We can engage with “known” users using email / SMS / Mobile push / Web push etc. However, there are a whole bunch of people who visit our website and leave their footprints behind. They appear just as a statistic in our Google Analytics. How do we engage with these unknown users and reach out to them with relevant messaging?
Data-management-platforms (or DMPs) is an important MarTech solution that helps optimise digital media spends and enables in monetizing the footprints of the website visitor in very interesting ways.
Let us look at some interesting ways in which DMP can be used:
- Frequency Capping: As a digital marketeer, if I want to limit the number of times (frequency) my advertisement gets shown to the same consumer, I can do this at the publisher’s end.

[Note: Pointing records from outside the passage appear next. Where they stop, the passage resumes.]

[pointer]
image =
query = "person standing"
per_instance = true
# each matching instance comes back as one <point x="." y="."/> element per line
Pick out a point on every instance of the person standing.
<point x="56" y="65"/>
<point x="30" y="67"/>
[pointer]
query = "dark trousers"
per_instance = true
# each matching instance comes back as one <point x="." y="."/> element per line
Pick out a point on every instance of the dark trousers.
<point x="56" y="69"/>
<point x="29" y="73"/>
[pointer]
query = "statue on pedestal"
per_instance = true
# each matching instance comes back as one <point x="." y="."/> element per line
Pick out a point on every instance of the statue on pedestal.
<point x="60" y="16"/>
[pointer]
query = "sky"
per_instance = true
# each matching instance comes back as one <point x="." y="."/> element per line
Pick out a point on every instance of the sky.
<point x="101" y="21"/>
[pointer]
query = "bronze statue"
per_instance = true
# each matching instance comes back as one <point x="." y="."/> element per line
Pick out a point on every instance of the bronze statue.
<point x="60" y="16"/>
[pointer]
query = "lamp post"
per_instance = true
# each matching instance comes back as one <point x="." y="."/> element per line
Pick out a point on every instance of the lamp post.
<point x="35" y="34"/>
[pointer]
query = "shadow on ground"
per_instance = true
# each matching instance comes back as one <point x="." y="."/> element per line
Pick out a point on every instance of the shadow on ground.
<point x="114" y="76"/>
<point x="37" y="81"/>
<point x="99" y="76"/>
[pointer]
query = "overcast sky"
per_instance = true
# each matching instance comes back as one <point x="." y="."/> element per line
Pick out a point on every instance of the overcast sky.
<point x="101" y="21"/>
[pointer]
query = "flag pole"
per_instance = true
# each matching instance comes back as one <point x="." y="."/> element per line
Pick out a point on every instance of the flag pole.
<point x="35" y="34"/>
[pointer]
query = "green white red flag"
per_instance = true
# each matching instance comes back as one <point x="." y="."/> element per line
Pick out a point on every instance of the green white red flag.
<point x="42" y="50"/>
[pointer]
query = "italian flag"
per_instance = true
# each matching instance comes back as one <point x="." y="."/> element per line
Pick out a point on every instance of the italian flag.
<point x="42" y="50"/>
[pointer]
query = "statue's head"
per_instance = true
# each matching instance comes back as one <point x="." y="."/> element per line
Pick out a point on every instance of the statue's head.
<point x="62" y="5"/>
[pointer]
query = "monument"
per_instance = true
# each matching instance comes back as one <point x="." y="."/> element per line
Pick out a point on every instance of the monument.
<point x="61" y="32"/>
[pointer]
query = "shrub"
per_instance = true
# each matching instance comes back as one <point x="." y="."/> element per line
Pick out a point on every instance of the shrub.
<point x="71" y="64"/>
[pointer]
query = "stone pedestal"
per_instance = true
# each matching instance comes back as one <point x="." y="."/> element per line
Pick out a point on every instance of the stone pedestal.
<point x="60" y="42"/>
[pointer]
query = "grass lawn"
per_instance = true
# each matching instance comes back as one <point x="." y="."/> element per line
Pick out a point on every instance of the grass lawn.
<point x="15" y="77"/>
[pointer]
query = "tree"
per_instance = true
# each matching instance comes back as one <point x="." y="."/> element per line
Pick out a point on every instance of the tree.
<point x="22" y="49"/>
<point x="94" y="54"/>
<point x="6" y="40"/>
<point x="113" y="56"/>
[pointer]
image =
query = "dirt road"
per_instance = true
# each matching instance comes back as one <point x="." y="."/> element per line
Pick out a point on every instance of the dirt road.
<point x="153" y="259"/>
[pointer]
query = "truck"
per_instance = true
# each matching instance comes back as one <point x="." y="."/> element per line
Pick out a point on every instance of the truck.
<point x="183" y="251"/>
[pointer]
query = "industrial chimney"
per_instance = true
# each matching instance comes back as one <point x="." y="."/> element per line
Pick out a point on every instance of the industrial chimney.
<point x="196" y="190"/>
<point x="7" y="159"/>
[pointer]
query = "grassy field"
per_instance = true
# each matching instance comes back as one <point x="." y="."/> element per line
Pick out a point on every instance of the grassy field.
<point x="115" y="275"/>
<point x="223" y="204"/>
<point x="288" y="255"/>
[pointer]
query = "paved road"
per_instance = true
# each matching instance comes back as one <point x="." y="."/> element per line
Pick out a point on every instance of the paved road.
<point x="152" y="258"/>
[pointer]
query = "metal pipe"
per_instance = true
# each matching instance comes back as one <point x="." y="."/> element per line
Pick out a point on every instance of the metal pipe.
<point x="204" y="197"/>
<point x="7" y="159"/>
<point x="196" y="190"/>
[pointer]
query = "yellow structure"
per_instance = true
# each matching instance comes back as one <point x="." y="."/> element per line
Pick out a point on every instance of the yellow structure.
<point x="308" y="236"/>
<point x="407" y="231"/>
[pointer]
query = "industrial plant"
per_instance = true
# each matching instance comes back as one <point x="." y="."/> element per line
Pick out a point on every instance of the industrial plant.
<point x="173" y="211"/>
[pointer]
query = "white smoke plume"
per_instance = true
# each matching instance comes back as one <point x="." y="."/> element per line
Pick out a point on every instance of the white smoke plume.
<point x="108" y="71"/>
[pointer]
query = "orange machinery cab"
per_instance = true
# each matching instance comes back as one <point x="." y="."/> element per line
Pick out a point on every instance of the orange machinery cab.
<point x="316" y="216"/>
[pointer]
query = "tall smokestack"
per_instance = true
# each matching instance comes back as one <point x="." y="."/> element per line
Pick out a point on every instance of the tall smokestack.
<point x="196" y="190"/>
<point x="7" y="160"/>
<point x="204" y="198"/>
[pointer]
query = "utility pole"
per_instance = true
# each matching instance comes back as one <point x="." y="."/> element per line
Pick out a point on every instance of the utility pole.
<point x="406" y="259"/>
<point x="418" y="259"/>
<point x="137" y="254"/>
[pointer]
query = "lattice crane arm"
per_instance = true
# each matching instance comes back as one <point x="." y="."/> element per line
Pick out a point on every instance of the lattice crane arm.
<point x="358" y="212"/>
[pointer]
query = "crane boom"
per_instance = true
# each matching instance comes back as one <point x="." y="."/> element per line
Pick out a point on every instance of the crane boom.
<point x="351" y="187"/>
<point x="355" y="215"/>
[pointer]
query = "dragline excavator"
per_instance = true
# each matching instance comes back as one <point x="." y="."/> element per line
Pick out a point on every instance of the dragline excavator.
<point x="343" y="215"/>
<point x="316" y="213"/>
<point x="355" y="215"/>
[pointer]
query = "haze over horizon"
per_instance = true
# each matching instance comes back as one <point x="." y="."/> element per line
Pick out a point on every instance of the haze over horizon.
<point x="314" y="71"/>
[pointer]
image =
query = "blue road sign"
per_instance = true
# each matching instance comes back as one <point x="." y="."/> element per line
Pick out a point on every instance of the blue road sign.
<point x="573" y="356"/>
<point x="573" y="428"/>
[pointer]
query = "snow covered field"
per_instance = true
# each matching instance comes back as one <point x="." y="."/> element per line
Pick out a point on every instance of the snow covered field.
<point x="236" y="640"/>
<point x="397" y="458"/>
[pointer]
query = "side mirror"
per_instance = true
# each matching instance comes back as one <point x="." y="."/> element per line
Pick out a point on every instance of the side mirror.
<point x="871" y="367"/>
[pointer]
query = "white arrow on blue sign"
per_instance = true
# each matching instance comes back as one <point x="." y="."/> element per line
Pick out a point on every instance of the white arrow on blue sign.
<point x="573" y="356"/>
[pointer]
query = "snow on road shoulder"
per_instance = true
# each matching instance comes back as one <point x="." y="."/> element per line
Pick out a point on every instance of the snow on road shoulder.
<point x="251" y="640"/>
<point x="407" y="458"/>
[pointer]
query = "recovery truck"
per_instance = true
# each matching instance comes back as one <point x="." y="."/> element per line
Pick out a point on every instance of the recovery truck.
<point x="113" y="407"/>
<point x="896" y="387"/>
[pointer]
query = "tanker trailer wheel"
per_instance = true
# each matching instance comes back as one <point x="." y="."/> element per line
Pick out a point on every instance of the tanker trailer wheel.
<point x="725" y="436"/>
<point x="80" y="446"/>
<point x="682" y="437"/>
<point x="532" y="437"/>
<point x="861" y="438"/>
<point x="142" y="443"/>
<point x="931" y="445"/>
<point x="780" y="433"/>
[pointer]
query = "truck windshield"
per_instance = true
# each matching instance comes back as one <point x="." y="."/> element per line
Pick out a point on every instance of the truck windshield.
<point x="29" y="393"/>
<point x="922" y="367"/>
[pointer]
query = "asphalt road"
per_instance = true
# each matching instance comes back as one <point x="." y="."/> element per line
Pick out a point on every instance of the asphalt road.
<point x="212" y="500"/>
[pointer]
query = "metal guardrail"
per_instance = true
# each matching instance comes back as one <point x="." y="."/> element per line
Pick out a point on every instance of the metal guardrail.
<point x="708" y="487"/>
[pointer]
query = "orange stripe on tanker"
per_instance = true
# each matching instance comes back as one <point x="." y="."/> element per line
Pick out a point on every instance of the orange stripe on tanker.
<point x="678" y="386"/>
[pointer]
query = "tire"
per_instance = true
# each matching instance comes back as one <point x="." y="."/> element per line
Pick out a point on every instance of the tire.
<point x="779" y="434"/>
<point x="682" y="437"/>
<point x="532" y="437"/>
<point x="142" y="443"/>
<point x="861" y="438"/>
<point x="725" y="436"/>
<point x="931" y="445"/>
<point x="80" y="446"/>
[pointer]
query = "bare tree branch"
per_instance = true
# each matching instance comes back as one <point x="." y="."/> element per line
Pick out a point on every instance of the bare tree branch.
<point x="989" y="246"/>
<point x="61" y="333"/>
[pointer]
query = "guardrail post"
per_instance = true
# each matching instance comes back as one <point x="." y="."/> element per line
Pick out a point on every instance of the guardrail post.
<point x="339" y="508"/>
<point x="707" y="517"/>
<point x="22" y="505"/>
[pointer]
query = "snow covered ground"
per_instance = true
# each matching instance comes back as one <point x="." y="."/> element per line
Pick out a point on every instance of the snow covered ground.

However, at a given time, as a brand, I may be running my campaign across multiple publishers (or ad-networks). How do I then limit the number of times an individual sees my ad across all these multiple publishers and ad-networks? DMP allows a brand to do this frequency capping across multiple ad-networks and publishers, thus generating huge savings by avoiding wastage or over-exposure.
- Leveraging Website Data: Tons of visitors visit our website daily. DMP enables us to tag every browser that visits our website, and using cookies record information as to which browsers, for example, spent a lot of time on the website or visited at least 4-5 pages or engaged with lot of content on the website. These would typically be the kind of visitors who are most likely to buy my product. Once I can generate a cookie pool of these actively engaged browsers, I can use this cookie pool to create a look-alike audience on some other platform (example Facebook). This look-alike audience (by definition) is likely to exhibit similar behavior to the people who visited my website and thus my most likely prospects. Thus, I have suddenly been able to increase the audience size that I can target for my products and services.
- Engaging with visitors from other websites: Imagine a use-case, where I am retailer of high value fashion wear. Browsers which visit fashion magazines (say like Vogue) become a target audience for me. Using DMP I can access these specific browsers that visit the Vogue site, and then can target specific communication to these browsers on some other publisher platform or again create a look-alike audience.
- Monetizing my website data: Imagine I am a manufacturer of furniture. However, my sales happen via my channel partners (either online or offline). Now if there are web visitors (browsers) who are spending time on my site looking up a specific type of furniture (which helps me identify the browser as a serious browser and also understand the exact requirement better), I can share this browser cookie with one of my channel partners, who is most likely to be able to meet the need of this visitor (either basis product range or geography etc.). And then this channel partner in turn can find a way to target this browser with specific offers, creating most optimal chance of generating a sale.
Thus, as we see from some of the above examples, a MarTech platform like DMP can create immense value for the brand in terms of reaching out to unknown customer with relevant messaging. It is little wonder that MarTech is moving to the Centre of marketing communication.